Table 1 A table showing bounding box areas of 10 randomly selected dump particles of IMG_9281 from ground truth data and predicted masks of validation dataset

Discussion

This study shows that it is possible to use deep learning techniques even to detect dump particles which vary widely in shape, size, color, texture, and granularity. The images were collected from an active overburden dump, and the dump particles were annotated and labelled. Mask R CNN was implemented with ResNet50 plus an FPN as a backbone network. Two experiments were designed, the first one with 16,448 dump particles in the dataset, and in the second experiment, 15,057 more particles were added in the dataset. The model was trained to achieve an accuracy of 97.2% for the dataset containing 31,505 particles. Bounding box areas were predicted from the model with a mean percentage error of 0.39% with a standard deviation of 0.25. From the AI experimental results as shown in Fig. 6, it was found that the Mask R CNN model was able to predict similar size range of dump particles as annotated and labelled. We attempted to annotate as smaller particles as possible. The number of coarse particles was more than the fine particles in the prepared dump dataset. As a result, the trained model predicted a greater number of coarse particles. Therefore, it can be concluded that the trained Mask R CNN model is working better for coarse particles than fine particles. To address the fine particles problem, it is recommended to click the images by keeping camera closer to the dump slopes. As the white-colored scale is being used to transform the pixels into real-world coordinates, the fine particles would be captured and trained effectively. The images of a dumpsite can be captured at various positions perpendicular to the dump slope, and the predicted results can be merged to get the coarse and fine dump particles predicted by the model. The results will be better if high resolution dump images are used in the training dataset. However, it will be better to have more number of segmented particles to generate an accurate particle size distribution curve with less percentage of error.

Conclusion

This study is the first step towards developing an AI-based tool to predict in situ particle size distribution of a section of a mine overburden dump using images. Particle size distribution plays an important role in controlling the shear strength of a dump. Once the behaviour of shear strength is established, the Factor of safety (FoS) can easily be anticipated. This work will help develop a tool that mine management can use to estimate the stability of dump instantaneously.

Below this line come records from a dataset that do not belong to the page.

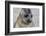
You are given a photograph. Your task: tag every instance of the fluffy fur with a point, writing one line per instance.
(25, 18)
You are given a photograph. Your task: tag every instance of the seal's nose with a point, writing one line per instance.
(31, 16)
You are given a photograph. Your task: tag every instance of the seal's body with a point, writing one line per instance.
(25, 18)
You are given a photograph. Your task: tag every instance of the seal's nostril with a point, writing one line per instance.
(31, 15)
(25, 15)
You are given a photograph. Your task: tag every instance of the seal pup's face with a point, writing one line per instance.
(26, 15)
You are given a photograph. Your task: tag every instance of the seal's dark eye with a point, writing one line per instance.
(31, 15)
(25, 15)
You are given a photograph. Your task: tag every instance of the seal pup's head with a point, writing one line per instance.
(26, 15)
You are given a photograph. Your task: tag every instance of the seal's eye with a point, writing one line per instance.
(31, 15)
(25, 15)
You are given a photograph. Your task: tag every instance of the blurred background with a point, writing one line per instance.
(34, 11)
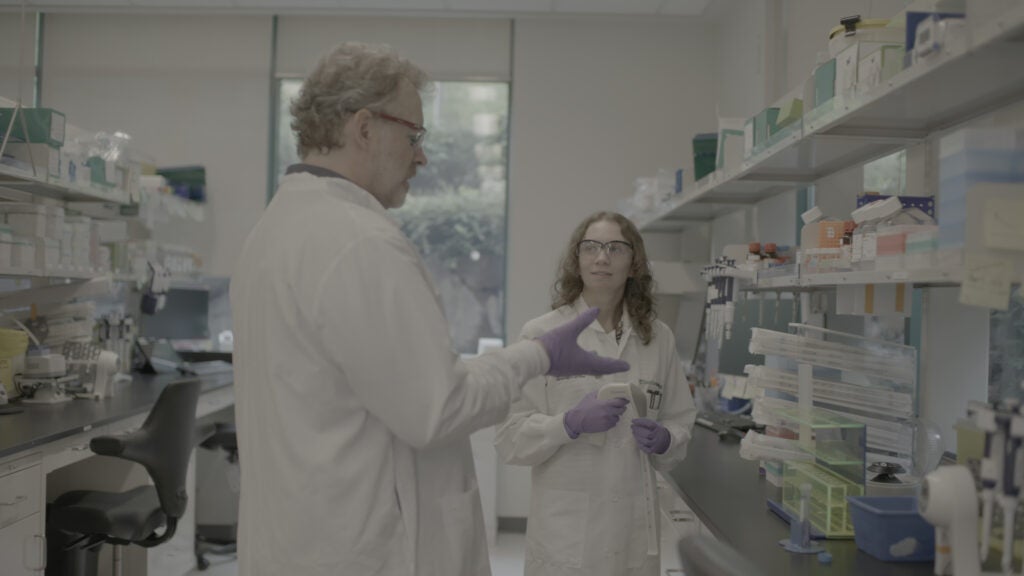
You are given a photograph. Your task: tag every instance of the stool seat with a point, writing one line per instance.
(130, 516)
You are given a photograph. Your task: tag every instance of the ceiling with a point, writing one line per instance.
(423, 7)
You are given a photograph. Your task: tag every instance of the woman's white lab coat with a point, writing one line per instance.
(353, 411)
(587, 513)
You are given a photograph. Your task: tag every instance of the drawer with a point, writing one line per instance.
(23, 547)
(19, 495)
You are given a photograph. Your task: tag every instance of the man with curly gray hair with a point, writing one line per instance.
(353, 411)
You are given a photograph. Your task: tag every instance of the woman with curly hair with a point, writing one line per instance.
(590, 457)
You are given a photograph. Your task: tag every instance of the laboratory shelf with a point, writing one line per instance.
(927, 277)
(921, 100)
(25, 186)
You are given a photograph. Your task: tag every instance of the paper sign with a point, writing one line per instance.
(986, 282)
(1005, 223)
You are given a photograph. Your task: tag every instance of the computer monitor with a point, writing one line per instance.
(185, 316)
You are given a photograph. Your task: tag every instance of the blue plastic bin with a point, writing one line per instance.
(891, 529)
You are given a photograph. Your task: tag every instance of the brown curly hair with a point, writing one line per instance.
(351, 77)
(638, 297)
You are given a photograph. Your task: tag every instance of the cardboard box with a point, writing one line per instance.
(45, 157)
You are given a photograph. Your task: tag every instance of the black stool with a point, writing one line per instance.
(80, 522)
(218, 538)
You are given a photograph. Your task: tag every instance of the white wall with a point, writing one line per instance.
(17, 63)
(740, 30)
(595, 104)
(189, 89)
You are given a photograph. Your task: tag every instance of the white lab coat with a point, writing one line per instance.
(353, 411)
(587, 512)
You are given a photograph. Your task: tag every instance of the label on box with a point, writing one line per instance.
(1005, 223)
(846, 71)
(869, 248)
(56, 127)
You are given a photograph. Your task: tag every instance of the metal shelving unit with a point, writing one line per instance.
(931, 277)
(22, 187)
(55, 273)
(931, 96)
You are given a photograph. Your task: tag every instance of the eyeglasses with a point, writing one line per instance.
(615, 249)
(419, 132)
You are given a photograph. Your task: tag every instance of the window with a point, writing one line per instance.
(456, 212)
(887, 175)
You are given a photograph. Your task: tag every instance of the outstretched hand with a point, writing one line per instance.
(567, 359)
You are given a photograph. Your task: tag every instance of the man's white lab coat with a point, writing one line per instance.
(352, 409)
(587, 513)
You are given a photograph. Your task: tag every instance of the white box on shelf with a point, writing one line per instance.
(6, 243)
(45, 158)
(47, 253)
(982, 13)
(879, 67)
(846, 72)
(731, 142)
(54, 221)
(27, 219)
(112, 231)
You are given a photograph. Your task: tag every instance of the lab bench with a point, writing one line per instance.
(730, 499)
(44, 451)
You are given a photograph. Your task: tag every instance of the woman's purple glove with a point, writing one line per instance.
(567, 359)
(650, 436)
(593, 415)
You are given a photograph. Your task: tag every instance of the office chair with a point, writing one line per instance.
(704, 556)
(79, 522)
(218, 538)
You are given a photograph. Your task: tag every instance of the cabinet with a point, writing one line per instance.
(23, 546)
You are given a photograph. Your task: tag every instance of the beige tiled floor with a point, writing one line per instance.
(506, 558)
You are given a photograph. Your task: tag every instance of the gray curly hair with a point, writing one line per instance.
(353, 76)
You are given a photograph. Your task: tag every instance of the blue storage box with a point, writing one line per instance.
(891, 529)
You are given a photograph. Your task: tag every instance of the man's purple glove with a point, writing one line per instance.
(650, 436)
(593, 415)
(567, 359)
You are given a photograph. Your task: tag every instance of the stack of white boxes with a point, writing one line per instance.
(34, 241)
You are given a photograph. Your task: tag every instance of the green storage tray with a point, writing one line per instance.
(45, 125)
(705, 155)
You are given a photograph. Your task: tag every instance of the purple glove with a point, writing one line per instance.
(650, 436)
(593, 415)
(567, 359)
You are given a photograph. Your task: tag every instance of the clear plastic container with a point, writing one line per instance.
(23, 253)
(892, 233)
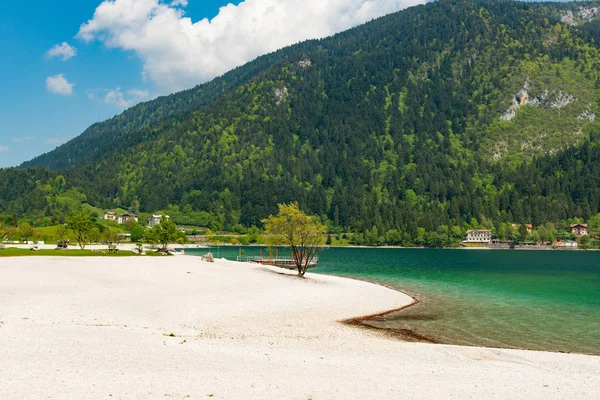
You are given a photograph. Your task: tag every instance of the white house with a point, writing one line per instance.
(478, 236)
(126, 217)
(155, 220)
(110, 216)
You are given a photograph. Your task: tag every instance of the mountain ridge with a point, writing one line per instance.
(396, 125)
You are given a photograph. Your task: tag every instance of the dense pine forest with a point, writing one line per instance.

The key point of relevance in this research work was to inquire about the size of dataset that would be sufficient for training the model to reach high training accuracy. If the dataset size is more than the images containing 31,505 particles, the training accuracy of the model may not improve significantly, as it has already reached 97.2% while if the size of dataset is smaller, then the desired results may not be obtained. A high training accuracy signifies the complexity involved in predicting objects varying widely in terms of shape, size, color, granularity, texture, etc. For undertaking this study, we prepared a small dataset of dump images containing 31,505 particles which have collections from a single mine. This kind of dataset is not available in the literature at present, so we will contribute the dump dataset to the research community in the future after adding more images from other mines of different ores. This dataset can also be used to study different concepts of overburden dumps like the gradation of particles, porosity of dump samples, distribution of particles based on their shape. Our primary focus will be on increasing the number of images in the dataset for future work. A large dataset will allow an increase in the depth of layers so that the model can be implemented with ResNet101 as the backbone network. Later, the particle size distribution curve can be determined for an unseen dump image from this model.